Troubleshooting and Fixing OutOfMemoryError in Spring Boot

Troubleshooting and Fixing OutOfMemoryError in Spring Boot

Photo by Clément Hélardot on Unsplash

I work at a leading multinational company in an engineering team that helps build great internal products for the employees . I primarily work on JAVA, Spring Boot and RDBMS(Postgres/MySQL) stack. Couple of years back , our team had embarked on a transformational journey from Monolith to Microservices and below is the architecture that we generally follow for our applications .

Monolith to Microservices

Performance Issue

Grafana dashboard showing huge CPU utilization

After a recent announcement in our company , we started seeing a huge unexpected surge in traffic to our application. End users started complaining that application has gotten slow,also we started receiving a lot of error alerts from LogInsight which is a log monitoring tool used in our team. From Grafana dashboard (see the two CPU utilization spikes) , we found that microservices pods are under huge stress which is causing the Spring Cloud Gateway pods to throw Connection Timeout exception , hence the alerts.
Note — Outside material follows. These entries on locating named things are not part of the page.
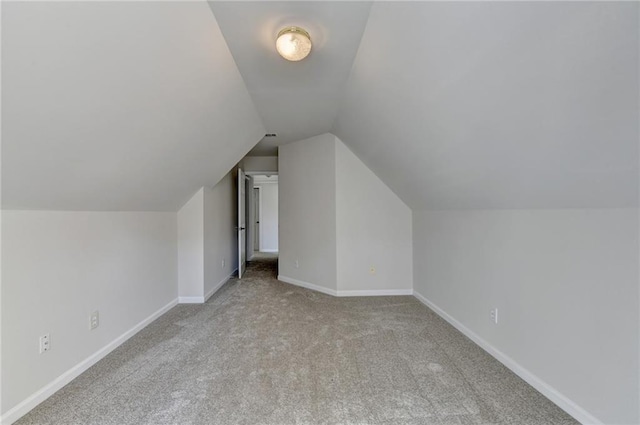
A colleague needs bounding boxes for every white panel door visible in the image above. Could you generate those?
[238,168,247,279]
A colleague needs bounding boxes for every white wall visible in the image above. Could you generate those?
[204,172,238,299]
[178,188,204,303]
[413,209,640,424]
[2,211,178,422]
[254,180,278,252]
[336,138,413,295]
[240,156,278,172]
[278,134,336,292]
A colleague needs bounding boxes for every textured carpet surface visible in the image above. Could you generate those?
[18,257,577,425]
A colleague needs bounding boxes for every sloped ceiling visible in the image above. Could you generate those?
[2,1,265,211]
[2,1,640,211]
[209,1,371,155]
[334,2,639,209]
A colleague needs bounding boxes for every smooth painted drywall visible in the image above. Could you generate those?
[178,188,204,301]
[255,181,278,252]
[240,156,278,173]
[1,1,265,212]
[278,134,336,290]
[332,1,640,210]
[335,138,413,291]
[413,209,640,424]
[2,211,178,414]
[204,172,238,297]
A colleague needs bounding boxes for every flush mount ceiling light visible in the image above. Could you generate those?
[276,27,311,62]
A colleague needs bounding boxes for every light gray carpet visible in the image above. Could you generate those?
[18,258,576,425]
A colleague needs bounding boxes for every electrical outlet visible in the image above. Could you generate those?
[40,334,51,354]
[491,308,498,325]
[89,310,100,330]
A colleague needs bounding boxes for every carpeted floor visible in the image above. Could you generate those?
[18,256,577,425]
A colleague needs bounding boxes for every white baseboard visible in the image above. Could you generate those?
[338,289,413,297]
[178,297,204,304]
[0,299,178,425]
[204,269,238,302]
[413,291,603,425]
[278,274,338,297]
[278,275,413,297]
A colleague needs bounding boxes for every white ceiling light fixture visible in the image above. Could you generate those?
[276,27,311,62]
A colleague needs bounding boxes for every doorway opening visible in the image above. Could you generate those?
[238,169,278,278]
[248,174,278,261]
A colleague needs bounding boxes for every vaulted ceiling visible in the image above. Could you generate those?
[2,1,640,211]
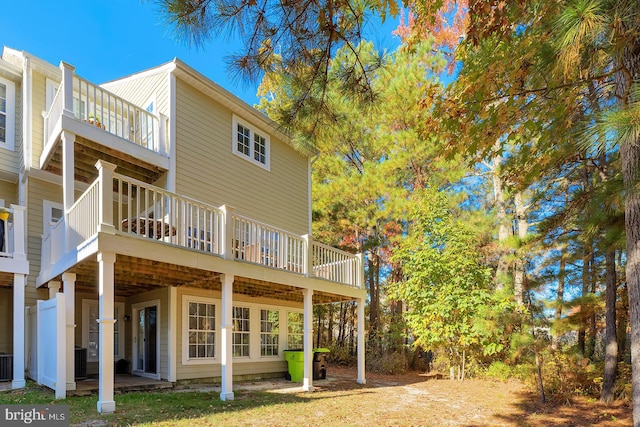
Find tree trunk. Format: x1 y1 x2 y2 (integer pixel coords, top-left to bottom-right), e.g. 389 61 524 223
600 248 618 404
551 243 567 351
578 243 591 356
616 33 640 427
513 191 529 305
492 140 509 290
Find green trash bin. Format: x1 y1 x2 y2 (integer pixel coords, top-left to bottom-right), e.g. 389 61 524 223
284 350 304 383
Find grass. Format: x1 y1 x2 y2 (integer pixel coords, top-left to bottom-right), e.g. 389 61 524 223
0 367 632 427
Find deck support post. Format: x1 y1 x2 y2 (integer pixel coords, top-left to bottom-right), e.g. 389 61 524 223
62 273 76 390
302 289 313 391
62 131 76 254
11 273 27 389
98 252 116 414
220 274 234 400
357 298 367 384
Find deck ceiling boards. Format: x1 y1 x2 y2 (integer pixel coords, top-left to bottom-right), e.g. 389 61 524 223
45 136 164 184
56 255 350 304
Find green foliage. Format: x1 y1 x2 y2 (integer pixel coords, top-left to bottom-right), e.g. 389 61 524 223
392 187 513 368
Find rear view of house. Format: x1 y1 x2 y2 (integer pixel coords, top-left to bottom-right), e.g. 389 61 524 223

Application Technical Specifications :

The application is running on a micro-service architecture following Gateway design pattern . The backend pods are JAVA 8 based Spring Boot docker image . Deployment specs are 2CPU and 4GB RAM with 3 pods in total for each microservice.JAVA is running with default heap parameters . We use Postgresql as our RDBMS.

Initially , I thought because of unusual huge traffic , the pods are not able to sustain the load , so I got the resources on our TKG namespace bumped up so that I can increase the number of backend pods . It did the magic . Awesome , took a sigh of relief . Alas , after a couple of weeks, we started seeing the same alerts . It was time to buckle up and find the root cause of issue .

Impact :

End users were not happy with the user experience because of the slowness in application . Application admins were facing issue in completing approval process which increased their backlog.

How issue was triaged ?

Screenshot from LogInsight : Out of Memory error

LogInsight to rescue . I started scouring the logs of our microservices pods to find out the slowness and found that it’s the dreaded OOM error : Java heap space . I exported the logs from LogInsight , checked the stack trace of OOM error and found that there is an API which is causing the issue.

Screenshot from LogInsight : Stack trace of OOM error

How I fixed it ?

Ok ,so now I have narrowed down the API which is causing the bottleneck. Looks like the API in turn was issuing a database query which was returning more than 100k+ rows choking up the entire heap memory. Generally it’s not big count but this becomes issue if our Entity mapping class contains lot of attributes and has multiple associations . Instead of fetching all rows in single shot and mapping them to JAVA objects to get a computed value , I replaced it with an advanced efficient query to achieve the same result . This change greatly increased the application performance and drastically reduced heap size.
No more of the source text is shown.